In the journal, Nature Neuroscience, the scientists say they saw a 5% increase in white matter - the cabling network of the brain.
The people who took part in the study were trained for six weeks and had brain scans before and after.
Long term it could aid treatments for diseases like multiple sclerosis.
(Excerpt) Read more at news.bbc.co.uk ...
Penn and Teller are geniuses so i guess this makes sense.
My brain refuses to see beyond two balls.
To me, it comes under the same category as trying to draw a circle with one hand and a square with the other ... at the same time..
Also great for hand eye coordination. If you or someone you know plays football or baseball, it’ll make a marked improvement in their skills
Once, he opened for Shields & Yarnell at a show at Flint Center (DeAnza College c. 1977).
Another time he opened for a concert - King Crimson at the Greek Theater in Ber(zer)keley (1984).
The last time was around '89 and he was performing at Pier 39 in SF.
He's good!
Stick to it and you’ll get it. The trick is to be able to toss two balls without doing the “handoff,” and then three is easy. Once you master the toss-toss, you’re done.
Duh.
Exercising your muscles makes then grow. Who is suprised that exercising your brain causes it to grow?

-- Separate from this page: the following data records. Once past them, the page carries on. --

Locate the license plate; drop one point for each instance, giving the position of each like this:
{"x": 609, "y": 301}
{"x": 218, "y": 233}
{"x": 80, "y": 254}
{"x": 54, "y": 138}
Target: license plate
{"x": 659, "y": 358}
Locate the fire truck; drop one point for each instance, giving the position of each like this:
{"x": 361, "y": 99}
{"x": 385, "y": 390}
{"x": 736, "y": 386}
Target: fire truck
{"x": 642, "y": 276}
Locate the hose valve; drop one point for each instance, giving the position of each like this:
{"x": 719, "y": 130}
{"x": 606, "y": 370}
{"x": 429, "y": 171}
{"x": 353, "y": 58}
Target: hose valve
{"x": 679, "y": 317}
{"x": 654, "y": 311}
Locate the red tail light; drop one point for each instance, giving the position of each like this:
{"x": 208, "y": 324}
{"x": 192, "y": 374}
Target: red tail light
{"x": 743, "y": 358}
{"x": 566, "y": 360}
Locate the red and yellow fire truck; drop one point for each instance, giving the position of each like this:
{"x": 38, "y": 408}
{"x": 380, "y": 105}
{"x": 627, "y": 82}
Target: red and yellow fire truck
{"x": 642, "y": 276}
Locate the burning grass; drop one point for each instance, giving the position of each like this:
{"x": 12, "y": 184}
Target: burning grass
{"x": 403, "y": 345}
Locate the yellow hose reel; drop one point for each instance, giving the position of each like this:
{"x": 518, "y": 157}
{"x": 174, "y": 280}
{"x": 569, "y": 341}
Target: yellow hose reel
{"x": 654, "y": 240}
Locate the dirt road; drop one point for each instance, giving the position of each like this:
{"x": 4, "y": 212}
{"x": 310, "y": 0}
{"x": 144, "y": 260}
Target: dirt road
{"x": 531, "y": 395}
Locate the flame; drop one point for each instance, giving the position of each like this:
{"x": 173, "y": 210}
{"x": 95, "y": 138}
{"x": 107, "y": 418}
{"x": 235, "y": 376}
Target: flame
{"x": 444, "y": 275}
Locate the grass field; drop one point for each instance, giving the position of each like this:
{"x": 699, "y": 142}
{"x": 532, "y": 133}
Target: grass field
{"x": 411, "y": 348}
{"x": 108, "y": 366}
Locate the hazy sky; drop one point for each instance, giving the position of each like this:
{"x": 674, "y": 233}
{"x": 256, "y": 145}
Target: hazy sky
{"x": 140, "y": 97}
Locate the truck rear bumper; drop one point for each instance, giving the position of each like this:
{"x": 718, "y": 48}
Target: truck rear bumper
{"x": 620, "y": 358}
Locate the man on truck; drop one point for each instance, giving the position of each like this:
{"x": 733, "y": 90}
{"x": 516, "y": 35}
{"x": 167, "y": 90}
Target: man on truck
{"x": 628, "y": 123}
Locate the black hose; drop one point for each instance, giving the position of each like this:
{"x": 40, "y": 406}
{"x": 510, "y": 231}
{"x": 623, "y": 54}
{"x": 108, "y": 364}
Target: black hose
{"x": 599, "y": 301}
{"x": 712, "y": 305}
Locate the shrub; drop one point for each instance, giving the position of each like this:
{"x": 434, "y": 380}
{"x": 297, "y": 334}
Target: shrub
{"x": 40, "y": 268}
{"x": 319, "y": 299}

Juggling requires a lot of hand/eye coordination, which is very brain intensive. Why wouldn’t it cause your brain to grow?
The real question is why people want to do things that don't make their brains grow.
Self-ping for later read.
If you're juggling three balls, only two are in the air at once, so you only need to see two. The trick is in consistent tosses. Start with one ball and toss it back and forth between your hands in an arc. Once your arc is consistent, add a second ball, but alter the timing a little bit so they aren't thrown at the same time. If you're doing that, you only have to concentrate on catching one ball at a time, even though both are in the air at once.
Once you're consistent with two balls, add a third. There is no real challenge to it because you're basically doing the exact same thing as you were with two balls, but you're just doing it a little faster. If you're right handed, start with two balls in your left hand. Piece of cake.
The challenge becomes juggling different sized or weighted objects or throwing some objects higher in the air than others. It can be a challenge to remember what is going where.